Father Mercado disagreed: “He would answer that the immigration would be dangerous; that they would pour in by the thousands and overrun the country; Protestants would swarm here, and the Catholic religion would be endangered.... The Americans would soon obtain supreme control; that they would undoubtedly at some time come in force; but if no inducements were offered, the change might not take place at this time.” (Davis).

From first hearing the secret to the early 1900s, when he wrote 75 Years in California — itself a gold mine of historical detail — Davis “never mentioned it to this day to anyone.” When gold was discovered, Davis was among the first to ship merchandise to the gold fields — at some of history’s most inflated prices.
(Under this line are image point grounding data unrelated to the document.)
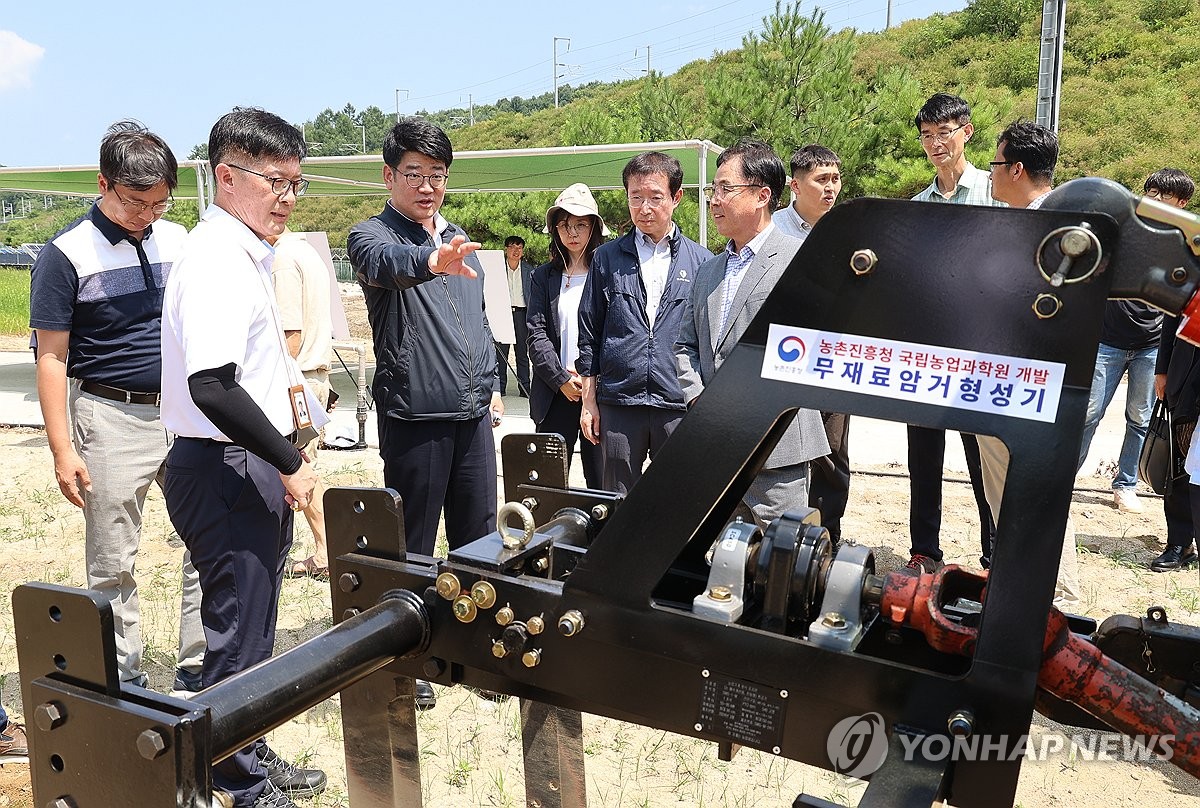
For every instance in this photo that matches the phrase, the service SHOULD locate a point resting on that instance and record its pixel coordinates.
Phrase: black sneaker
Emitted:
(288, 777)
(919, 563)
(271, 797)
(186, 683)
(1175, 557)
(424, 696)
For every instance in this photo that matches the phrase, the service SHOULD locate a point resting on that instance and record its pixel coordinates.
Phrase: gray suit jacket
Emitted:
(700, 351)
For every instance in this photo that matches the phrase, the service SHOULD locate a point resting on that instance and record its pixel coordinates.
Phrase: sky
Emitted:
(70, 69)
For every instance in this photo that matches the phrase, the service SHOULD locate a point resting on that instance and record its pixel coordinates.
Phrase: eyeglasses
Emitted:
(415, 179)
(653, 202)
(579, 227)
(280, 185)
(1155, 193)
(941, 136)
(727, 190)
(139, 208)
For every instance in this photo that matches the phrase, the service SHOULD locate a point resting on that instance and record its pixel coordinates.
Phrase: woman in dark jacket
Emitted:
(1177, 383)
(576, 229)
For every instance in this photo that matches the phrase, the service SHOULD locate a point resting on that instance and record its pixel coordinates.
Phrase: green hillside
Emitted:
(1129, 75)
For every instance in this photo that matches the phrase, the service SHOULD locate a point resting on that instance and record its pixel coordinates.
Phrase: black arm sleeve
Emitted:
(232, 411)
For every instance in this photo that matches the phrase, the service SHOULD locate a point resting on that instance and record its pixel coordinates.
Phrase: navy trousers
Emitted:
(438, 466)
(927, 461)
(227, 504)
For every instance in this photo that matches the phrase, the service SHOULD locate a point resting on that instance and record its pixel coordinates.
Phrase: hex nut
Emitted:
(151, 743)
(49, 716)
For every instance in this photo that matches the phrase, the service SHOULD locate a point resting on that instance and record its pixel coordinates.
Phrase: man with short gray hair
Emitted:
(95, 305)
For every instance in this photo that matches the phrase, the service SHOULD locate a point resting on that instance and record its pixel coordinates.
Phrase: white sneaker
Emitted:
(1127, 500)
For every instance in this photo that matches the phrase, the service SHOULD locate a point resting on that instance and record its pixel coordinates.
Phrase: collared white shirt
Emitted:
(516, 287)
(973, 189)
(1037, 202)
(655, 262)
(439, 223)
(219, 309)
(791, 222)
(735, 270)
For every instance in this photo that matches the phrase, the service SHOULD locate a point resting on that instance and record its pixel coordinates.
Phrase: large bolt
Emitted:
(465, 609)
(862, 262)
(1074, 243)
(153, 743)
(49, 716)
(961, 723)
(448, 586)
(570, 623)
(484, 594)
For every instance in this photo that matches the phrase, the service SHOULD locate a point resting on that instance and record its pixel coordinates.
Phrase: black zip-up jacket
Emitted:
(435, 358)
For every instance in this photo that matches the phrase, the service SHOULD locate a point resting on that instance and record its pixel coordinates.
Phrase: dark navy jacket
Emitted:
(634, 365)
(433, 349)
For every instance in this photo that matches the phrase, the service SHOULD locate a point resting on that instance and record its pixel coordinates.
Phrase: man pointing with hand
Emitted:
(436, 376)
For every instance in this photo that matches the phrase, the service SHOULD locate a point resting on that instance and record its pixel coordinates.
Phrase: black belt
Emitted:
(118, 394)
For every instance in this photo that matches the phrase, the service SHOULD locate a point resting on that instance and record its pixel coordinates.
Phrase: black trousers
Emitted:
(628, 435)
(563, 417)
(927, 460)
(227, 504)
(522, 353)
(829, 476)
(438, 466)
(1181, 506)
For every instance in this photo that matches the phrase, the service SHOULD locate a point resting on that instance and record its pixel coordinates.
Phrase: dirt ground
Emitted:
(471, 749)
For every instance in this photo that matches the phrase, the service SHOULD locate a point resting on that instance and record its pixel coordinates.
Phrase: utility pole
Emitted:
(397, 101)
(555, 65)
(1054, 19)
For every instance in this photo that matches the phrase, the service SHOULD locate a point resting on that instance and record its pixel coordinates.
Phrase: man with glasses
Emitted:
(629, 319)
(519, 270)
(436, 378)
(239, 407)
(1129, 340)
(1023, 177)
(96, 307)
(815, 184)
(943, 126)
(724, 299)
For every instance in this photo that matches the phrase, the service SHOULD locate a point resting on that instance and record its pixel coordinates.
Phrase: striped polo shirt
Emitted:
(96, 282)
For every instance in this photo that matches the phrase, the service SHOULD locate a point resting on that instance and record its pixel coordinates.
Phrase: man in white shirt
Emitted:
(629, 319)
(725, 298)
(234, 474)
(815, 184)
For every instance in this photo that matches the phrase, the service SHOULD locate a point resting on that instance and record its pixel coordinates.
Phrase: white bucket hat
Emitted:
(577, 201)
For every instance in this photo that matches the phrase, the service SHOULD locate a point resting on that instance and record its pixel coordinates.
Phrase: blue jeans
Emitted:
(1110, 365)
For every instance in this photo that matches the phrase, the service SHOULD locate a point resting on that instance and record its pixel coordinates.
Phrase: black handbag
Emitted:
(1161, 462)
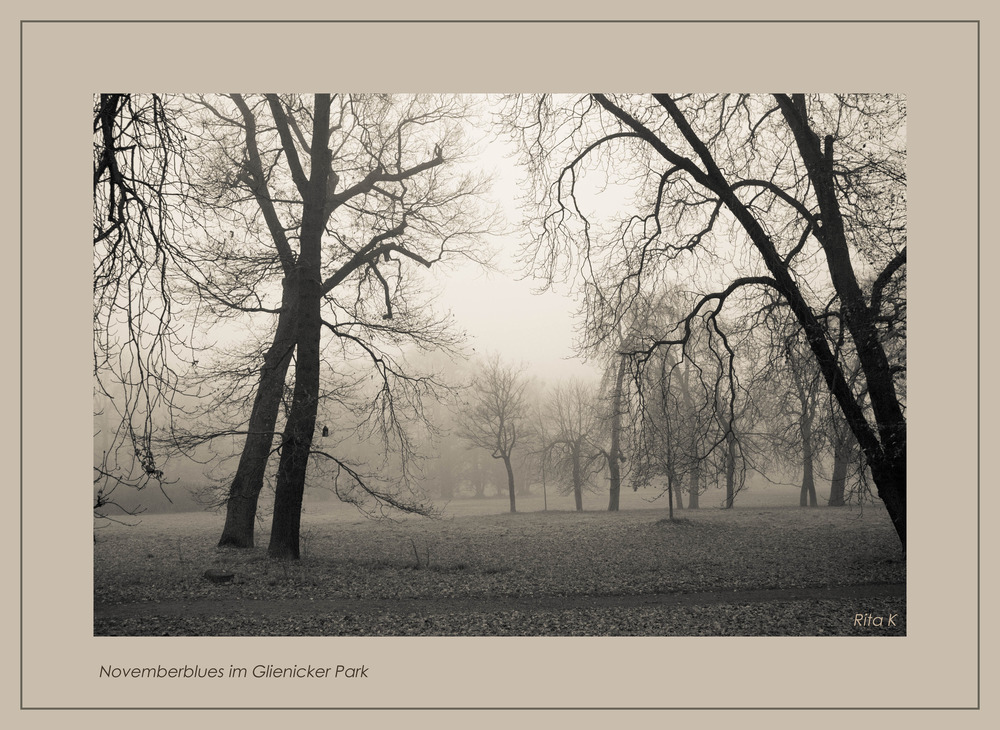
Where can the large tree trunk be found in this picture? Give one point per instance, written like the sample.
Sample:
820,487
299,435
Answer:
510,482
885,446
241,505
615,454
298,436
886,451
807,495
301,425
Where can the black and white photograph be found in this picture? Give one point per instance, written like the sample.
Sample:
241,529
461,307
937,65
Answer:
452,366
500,364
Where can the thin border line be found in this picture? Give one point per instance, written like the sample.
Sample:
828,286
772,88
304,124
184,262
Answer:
978,24
548,21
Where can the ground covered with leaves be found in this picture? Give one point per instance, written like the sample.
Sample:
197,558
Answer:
750,572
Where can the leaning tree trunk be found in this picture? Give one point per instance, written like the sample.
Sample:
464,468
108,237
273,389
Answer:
244,492
301,424
807,495
884,447
885,451
297,439
615,453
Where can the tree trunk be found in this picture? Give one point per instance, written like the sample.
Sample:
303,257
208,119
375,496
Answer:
615,454
807,495
510,482
730,469
838,482
241,506
577,479
886,451
695,488
299,430
301,425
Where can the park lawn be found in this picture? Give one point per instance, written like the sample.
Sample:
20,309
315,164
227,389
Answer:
476,556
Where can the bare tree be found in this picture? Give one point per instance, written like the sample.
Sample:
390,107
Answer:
569,448
800,196
139,156
318,208
495,416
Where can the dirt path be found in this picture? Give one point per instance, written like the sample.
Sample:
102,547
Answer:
431,606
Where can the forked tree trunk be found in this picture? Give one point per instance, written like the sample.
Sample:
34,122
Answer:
244,492
301,425
730,469
297,439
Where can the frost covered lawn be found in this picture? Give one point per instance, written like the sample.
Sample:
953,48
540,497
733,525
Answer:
530,573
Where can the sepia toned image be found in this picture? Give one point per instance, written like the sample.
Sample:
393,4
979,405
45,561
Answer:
484,365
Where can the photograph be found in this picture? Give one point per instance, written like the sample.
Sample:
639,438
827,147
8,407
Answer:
511,364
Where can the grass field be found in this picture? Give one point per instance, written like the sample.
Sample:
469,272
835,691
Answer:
767,567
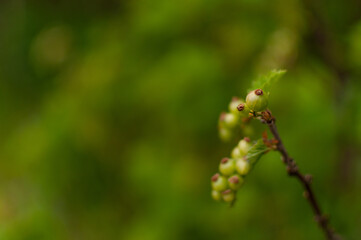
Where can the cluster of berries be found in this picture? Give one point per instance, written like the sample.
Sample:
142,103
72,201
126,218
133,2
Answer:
232,173
233,170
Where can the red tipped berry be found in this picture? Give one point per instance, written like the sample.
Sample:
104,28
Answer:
235,182
227,167
236,153
228,195
244,145
243,167
219,183
256,100
233,105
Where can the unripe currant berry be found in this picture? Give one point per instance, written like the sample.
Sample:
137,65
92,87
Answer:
235,182
256,100
216,195
219,183
244,145
233,105
228,195
230,120
225,134
236,153
227,167
242,166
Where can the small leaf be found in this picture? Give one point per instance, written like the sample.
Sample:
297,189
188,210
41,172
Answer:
256,151
266,81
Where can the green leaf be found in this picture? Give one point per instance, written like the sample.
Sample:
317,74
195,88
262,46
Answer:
256,151
266,81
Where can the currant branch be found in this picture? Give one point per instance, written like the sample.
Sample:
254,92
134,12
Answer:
293,171
234,170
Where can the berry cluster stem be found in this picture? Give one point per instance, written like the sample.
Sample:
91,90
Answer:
305,180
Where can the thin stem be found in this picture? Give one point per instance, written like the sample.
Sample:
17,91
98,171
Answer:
305,180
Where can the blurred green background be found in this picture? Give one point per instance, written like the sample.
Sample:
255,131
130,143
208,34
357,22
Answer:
109,111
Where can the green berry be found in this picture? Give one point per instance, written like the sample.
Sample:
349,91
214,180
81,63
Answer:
230,120
256,100
233,105
227,167
243,167
235,182
228,195
219,183
244,145
236,153
225,134
216,195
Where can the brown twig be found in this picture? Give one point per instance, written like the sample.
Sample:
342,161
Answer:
305,180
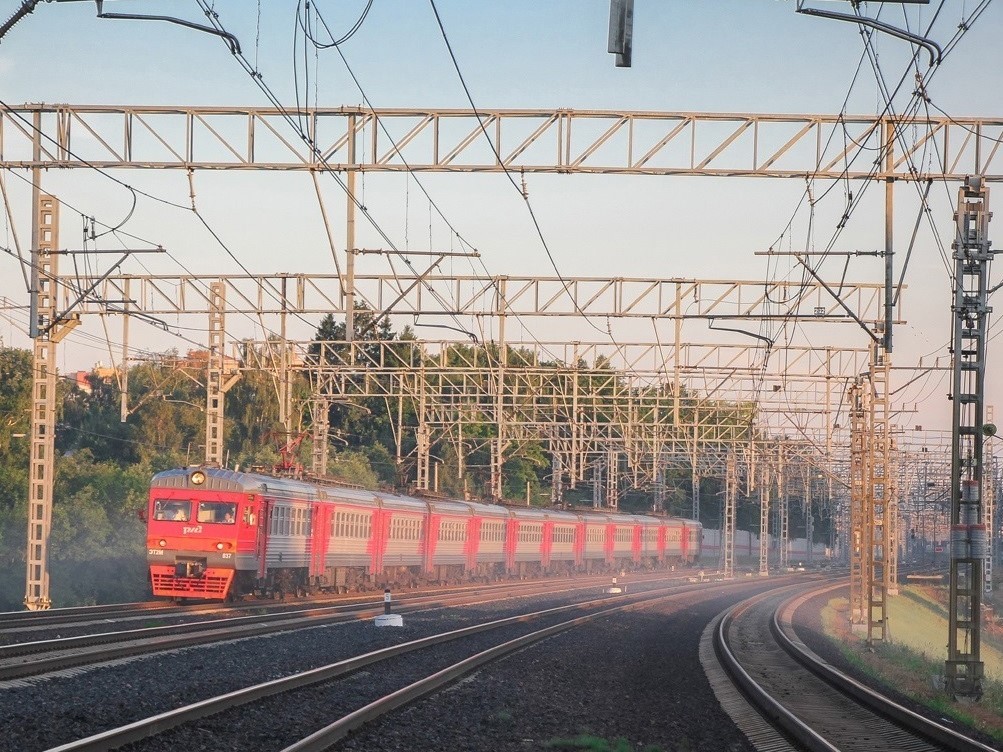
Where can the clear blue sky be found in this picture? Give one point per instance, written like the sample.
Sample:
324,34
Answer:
716,55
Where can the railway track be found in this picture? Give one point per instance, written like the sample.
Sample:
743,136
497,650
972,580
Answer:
458,653
799,697
22,660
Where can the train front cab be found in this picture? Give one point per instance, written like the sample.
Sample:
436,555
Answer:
197,526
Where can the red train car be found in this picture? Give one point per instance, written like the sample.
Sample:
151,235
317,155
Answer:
217,533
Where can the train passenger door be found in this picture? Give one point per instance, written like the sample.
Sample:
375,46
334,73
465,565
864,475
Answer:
511,542
472,542
264,522
320,534
547,543
580,529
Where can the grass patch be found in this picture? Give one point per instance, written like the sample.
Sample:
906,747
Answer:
911,673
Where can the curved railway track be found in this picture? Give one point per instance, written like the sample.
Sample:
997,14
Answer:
806,699
457,653
28,659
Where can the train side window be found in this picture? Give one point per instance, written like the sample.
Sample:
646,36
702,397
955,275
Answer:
170,509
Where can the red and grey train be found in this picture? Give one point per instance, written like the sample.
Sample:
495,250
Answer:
218,533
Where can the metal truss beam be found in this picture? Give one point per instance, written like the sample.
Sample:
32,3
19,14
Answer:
531,140
441,295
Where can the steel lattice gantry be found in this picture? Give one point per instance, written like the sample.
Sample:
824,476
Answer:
969,537
532,140
353,139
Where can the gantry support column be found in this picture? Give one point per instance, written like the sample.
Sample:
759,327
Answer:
860,494
321,421
214,376
783,508
972,255
880,522
730,502
44,296
764,520
612,478
989,514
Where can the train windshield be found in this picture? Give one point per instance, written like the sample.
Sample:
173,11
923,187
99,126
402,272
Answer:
173,509
222,512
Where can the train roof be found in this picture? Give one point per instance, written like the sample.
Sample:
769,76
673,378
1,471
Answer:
223,479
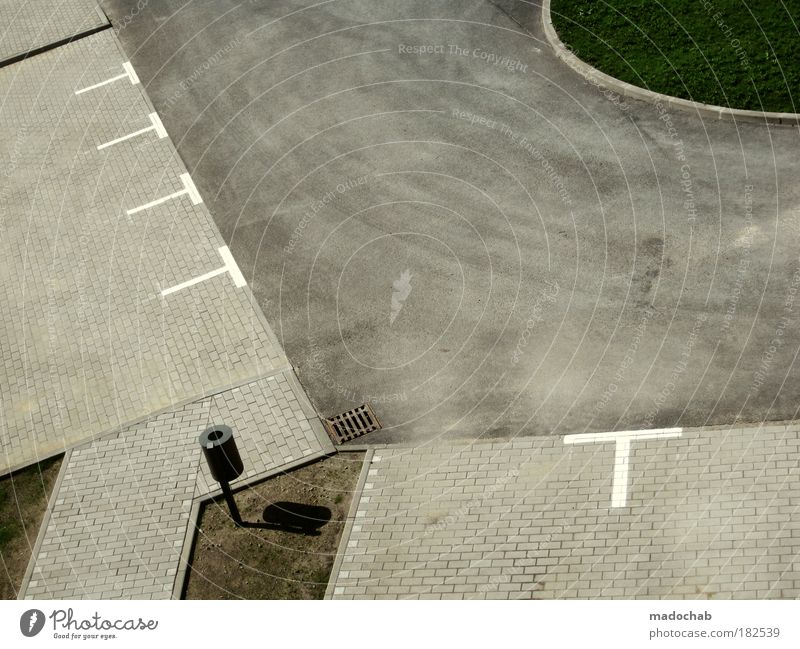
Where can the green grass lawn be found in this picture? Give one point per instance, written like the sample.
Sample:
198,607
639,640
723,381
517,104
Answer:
23,500
742,54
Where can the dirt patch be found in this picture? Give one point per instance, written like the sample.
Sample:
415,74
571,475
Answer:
23,501
254,563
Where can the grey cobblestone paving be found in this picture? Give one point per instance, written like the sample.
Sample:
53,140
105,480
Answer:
89,343
709,515
30,24
120,516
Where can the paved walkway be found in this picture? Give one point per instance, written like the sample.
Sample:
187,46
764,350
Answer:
707,514
123,304
119,521
30,24
90,343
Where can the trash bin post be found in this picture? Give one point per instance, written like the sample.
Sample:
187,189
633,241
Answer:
224,462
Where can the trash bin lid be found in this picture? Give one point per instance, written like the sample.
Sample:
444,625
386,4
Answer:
215,436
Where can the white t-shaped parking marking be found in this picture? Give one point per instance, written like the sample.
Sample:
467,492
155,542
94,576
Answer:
229,267
156,126
188,188
623,439
129,72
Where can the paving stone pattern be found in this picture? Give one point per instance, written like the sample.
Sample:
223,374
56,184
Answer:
90,346
710,515
119,520
31,24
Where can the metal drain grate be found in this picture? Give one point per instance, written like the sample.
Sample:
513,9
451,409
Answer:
351,424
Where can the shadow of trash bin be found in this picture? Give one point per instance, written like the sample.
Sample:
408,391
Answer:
297,517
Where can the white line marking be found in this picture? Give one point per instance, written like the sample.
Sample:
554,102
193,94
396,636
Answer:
229,267
129,72
156,126
622,454
233,269
191,189
188,189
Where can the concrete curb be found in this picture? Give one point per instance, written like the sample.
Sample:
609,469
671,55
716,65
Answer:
600,79
348,528
37,546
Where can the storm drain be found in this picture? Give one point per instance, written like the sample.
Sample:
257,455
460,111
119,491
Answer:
351,424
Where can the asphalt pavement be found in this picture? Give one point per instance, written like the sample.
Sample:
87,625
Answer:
440,218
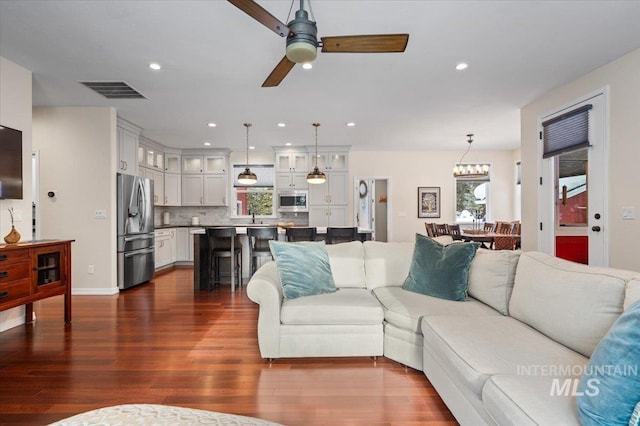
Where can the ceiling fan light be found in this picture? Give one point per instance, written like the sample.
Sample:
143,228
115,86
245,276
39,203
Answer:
316,177
301,52
247,177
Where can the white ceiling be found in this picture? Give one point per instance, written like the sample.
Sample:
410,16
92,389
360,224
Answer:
215,58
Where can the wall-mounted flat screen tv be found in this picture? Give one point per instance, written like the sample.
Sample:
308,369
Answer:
10,163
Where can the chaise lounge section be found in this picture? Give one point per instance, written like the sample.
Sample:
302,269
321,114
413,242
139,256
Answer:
528,327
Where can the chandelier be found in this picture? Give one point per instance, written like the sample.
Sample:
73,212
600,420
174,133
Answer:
463,170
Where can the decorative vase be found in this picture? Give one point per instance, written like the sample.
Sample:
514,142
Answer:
12,237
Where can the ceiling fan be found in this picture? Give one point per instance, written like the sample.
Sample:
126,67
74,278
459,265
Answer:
302,40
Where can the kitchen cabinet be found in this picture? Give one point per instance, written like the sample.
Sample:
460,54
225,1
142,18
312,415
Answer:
292,161
204,190
127,136
208,164
171,163
291,169
165,247
182,245
158,185
172,189
291,181
333,161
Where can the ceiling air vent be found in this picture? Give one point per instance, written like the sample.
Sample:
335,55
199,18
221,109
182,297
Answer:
114,89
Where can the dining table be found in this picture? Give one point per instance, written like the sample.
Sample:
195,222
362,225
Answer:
485,238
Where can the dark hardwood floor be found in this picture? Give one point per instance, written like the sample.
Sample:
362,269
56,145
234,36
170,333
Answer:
161,343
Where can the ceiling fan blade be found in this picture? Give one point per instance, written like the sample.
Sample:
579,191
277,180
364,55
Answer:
279,73
374,43
258,13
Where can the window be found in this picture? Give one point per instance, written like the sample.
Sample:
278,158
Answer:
255,200
473,198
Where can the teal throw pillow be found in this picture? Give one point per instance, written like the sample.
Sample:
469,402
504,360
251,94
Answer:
610,386
635,416
440,271
303,267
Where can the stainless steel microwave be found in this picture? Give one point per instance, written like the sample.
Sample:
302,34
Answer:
293,201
A millionaire by age 28, people said he had so much gold he “had difficulty disposing of it."

Davis also helped institute a new kind of centrally located trading in California. As “traditional methods” proved unreliable, “the new agreement pleased the rancheros, for they were no longer dependent upon the uncertain arrival of trading vessels. They could load and unload their vessels at collecting points, rather than at numerous and sometimes dangerous landfalls scattered along the coast” (Rolle). Davis traded hardware and supplies for tallow and hides. He called the latter “California banknotes” or “leather dollars.” Between 1831 and 1849, Davis watched a metamorphosis in Alta California: from canvas to clapboard to brick. Everywhere he turned, tents grew into clusters of cabins, then houses. He saw sheds expand into warehouses, then two-story buildings (he built the first in San Francisco), and eventually into townships and towns. Davis dreamed of cities and knew, from his earliest days in California that, because most trade relied on ships, before you founded a city, you had to build a wharf.

If it weren’t for wharves — he planned or constructed at least four or five — Davis might have become one of America’s richest men. It’s just that throughout his life, wharves, and the hopes he pinned on them, always led to grief.

In 1846, trading vessels to San Francisco “still had to land their cargoes on open beaches, where they were at the mercy of damaging winds and blow-ing sand” (Rolle).

SELECTED QUOTATIONS:

Rolle: “Here was a man who had lived the history he wrote.”

Davis: “Probably I was the first fisherman who ever threw a line and hook into the clear waters of San Francisco Bay from Yerba Buena.... I caught so many fish...that the men dried them and in all probability this curing gave San Francisco its first shipment of dried fish.”

Davis: “In the month of June 1848, two miners came to my store with gold dust. I bought the dust, over $100 worth. This gold was the first to arrive in San Francisco to be used in trade, and I was the first purchaser of the product of the mines.”

Davis: “The rancheros, in a general way, would hint to the merchants that they ought to smuggle all the goods they could, knowing they would get what they purchased cheaper than if all the duties were paid.”